The Arizona Department of Health says its back in business with the ASU-UA modeling team that was developing projections of the spread of COVID-19 in Arizona.
The decision to tell the local team their work was no longer necessary had drawn criticism from health experts and Democrats.
Chris C. Minnick, a spokesman for the Arizona Department of Health, said in a statement that the partnership is back on.
"Earlier today we communicated with the members of the University modeling team and we’re pleased to announce an ongoing partnership to continue providing models," Minnick said. "Our initial request for the team was to produce the model that they delivered on April 20th. We were very pleased with the model they provided. Understanding the demands on their time, we let them know that we were putting the modeling project on pause until we could bring them back to assist with modeling COVID-19 resource requirements during the influenza season. Since then, the Universities and team members have expressed a willingness to continue doing this work. We are grateful for their dedication and we look forward to an ongoing partnership."
Courtesy of U.S. House of Representatives
U.S. Sen. Kysten Sinema: “I'm grateful that Arizona State University and the University of Arizona will continue this work, and I plan to rely on their findings and conclusions in my work to keep Arizonans healthy, safe, and economically secure.”
The Ducey administration came under criticism this week after the Arizona Department of Health officials told university professors who had been modeling COVID-19’s spread to cease work.

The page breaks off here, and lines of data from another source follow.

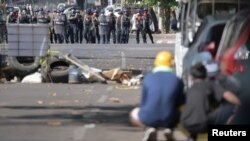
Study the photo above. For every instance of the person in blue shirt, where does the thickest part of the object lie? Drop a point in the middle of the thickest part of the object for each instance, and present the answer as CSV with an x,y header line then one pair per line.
x,y
162,95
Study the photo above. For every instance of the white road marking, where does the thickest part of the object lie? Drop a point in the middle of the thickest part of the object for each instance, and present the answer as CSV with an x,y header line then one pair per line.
x,y
102,99
123,65
79,133
110,88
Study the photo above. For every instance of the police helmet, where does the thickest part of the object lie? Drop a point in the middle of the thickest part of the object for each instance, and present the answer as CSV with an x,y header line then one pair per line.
x,y
89,11
77,11
120,12
145,9
41,9
111,9
102,11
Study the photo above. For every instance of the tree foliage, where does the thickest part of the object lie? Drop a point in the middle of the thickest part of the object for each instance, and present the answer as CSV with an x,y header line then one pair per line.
x,y
166,7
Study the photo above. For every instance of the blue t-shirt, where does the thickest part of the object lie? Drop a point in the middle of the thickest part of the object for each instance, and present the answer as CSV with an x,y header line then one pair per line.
x,y
162,94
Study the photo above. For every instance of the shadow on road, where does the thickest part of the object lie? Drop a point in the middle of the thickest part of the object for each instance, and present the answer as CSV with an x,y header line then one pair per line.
x,y
68,115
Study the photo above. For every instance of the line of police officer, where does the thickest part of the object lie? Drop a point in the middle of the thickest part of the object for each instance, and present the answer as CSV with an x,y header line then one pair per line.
x,y
69,28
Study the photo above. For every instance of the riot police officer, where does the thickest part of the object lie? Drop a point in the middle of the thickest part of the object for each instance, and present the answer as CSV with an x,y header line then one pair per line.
x,y
119,28
146,26
139,25
96,23
42,17
89,27
103,26
111,25
24,17
72,20
3,29
79,27
60,23
125,23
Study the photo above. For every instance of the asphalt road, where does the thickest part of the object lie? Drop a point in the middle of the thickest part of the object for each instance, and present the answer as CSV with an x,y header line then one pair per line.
x,y
131,56
63,112
80,112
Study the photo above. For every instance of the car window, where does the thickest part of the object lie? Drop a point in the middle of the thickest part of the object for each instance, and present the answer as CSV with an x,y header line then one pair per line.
x,y
199,32
234,32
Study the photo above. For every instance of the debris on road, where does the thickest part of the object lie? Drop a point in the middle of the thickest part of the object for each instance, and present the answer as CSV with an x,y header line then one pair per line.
x,y
54,123
135,80
40,102
53,94
115,99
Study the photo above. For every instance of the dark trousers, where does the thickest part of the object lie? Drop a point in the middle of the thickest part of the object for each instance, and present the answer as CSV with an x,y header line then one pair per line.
x,y
138,32
111,30
144,35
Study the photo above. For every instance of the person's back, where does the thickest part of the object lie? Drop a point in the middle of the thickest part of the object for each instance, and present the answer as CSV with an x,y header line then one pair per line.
x,y
164,93
201,100
198,99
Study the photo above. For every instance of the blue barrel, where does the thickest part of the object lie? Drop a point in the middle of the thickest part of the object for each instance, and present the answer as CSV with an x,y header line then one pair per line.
x,y
74,75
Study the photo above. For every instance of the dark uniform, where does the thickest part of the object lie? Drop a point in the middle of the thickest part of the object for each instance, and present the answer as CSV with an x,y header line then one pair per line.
x,y
146,27
119,28
96,23
72,19
139,26
111,26
3,29
60,23
79,27
103,27
89,27
24,17
125,21
42,17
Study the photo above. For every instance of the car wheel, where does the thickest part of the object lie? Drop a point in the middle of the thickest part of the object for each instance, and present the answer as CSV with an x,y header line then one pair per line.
x,y
57,71
24,65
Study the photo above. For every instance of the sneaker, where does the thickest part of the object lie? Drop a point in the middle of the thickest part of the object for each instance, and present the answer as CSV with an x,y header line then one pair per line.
x,y
150,135
168,134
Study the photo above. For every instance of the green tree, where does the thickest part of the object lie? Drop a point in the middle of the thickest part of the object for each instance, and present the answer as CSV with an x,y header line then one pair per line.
x,y
166,7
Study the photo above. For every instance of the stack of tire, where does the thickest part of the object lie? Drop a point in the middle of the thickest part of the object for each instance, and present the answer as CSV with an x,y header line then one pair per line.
x,y
20,66
55,70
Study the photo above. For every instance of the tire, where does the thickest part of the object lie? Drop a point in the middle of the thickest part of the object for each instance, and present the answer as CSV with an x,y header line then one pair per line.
x,y
57,71
154,18
24,65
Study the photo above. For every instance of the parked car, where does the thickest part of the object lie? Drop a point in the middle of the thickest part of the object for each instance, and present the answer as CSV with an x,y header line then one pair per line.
x,y
234,57
234,50
192,14
210,30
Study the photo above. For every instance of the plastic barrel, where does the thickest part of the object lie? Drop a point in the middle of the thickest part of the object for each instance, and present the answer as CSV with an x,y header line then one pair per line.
x,y
74,75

Ducey spokesman Patrick Ptak said that the state had decided to go with a model that had been developed by the Federal Emergency Management Agency and the Centers for Disease Control and Prevention. “When we first started tracking data, the state utilized various models to help predict future outcomes and make decisions in real-time,” Ptak said. “Their projections were often widely divergent and constantly changing. … We now have two months of on-the-ground data. We’ve been able to see which models are accurate—which match the actual facts and are most useful—and which are not. Dr. Cara Christ, the director of the Arizona Department of Health Services, is an infectious disease epidemiologist and public health expert. She made the decision after reviewing all the data. The modeling we are utilizing going forward is developed by FEMA and CDC and ensures our hospitals have capacity for any situation. That is the case currently, but we aren’t taking any chances.”
But Will Humble, the former director of the Arizona Department of Health, criticized the decision to shut down the local modeling effort in a Wednesday blog entry on the Arizona Public Health Association website.
“Astonishingly, the ADHS sent a letter to the Working Group last night hours after the governor’s press conference telling them to stop their work, discontinue producing predictive models, and to return the data that the working group was given by the ADHS,” Humble wrote. “Interestingly, the request came hours after the governor announced a relaxation of the Stay at Home Order. The letter asking them to stop work didn’t provide any reason for the request except that it was at the direction of ADHS’ senior leadership.” Humble said the decision to shut down the Arizona COVID-19 Modeling Working Group “begs the question of whether the Modeling Working Group was discontinued because they had been producing results that were inconsistent with messaging and decisions being made by the executive branch.”
U.S. Sen. Kyrsten Sinema had likewise expressed concern about the disbanding of the modeling team and said she was glad to hear the modeling work would continue.
“The Governor's choice to disregard the science that should be the basis of Arizona public health policies—and the White House's guidelines for re-opening—is concerning and disappointing,” Sinema said in a prepared statement. “I'm grateful that Arizona State University and the University of Arizona will continue this work, and I plan to rely on their findings and conclusions in my work to keep Arizonans healthy, safe, and economically secure.”
That criticism was echoed by state Rep. Randy Friese, a Tucson Democrat who works as an emergency room doctor. Friese called the disbanding of the eam “hugely alarming to me.”
“We need unbiased, scientific data and analysis and unbiased interpretation of that data,” said Friese, who worried that the dismissal came because the group’s advice was at odds with Ducey’s decision to move forward with relaxing restrictions related to his stay-at-home order.
“The modeling was saying the safest thing was to wait until late May to reopen,” Friese said. “The predictions are saying now that if we reopen now, we will be shutting down again in a couple of weeks and we may have to shut down for even longer if we had just waited a little longer.”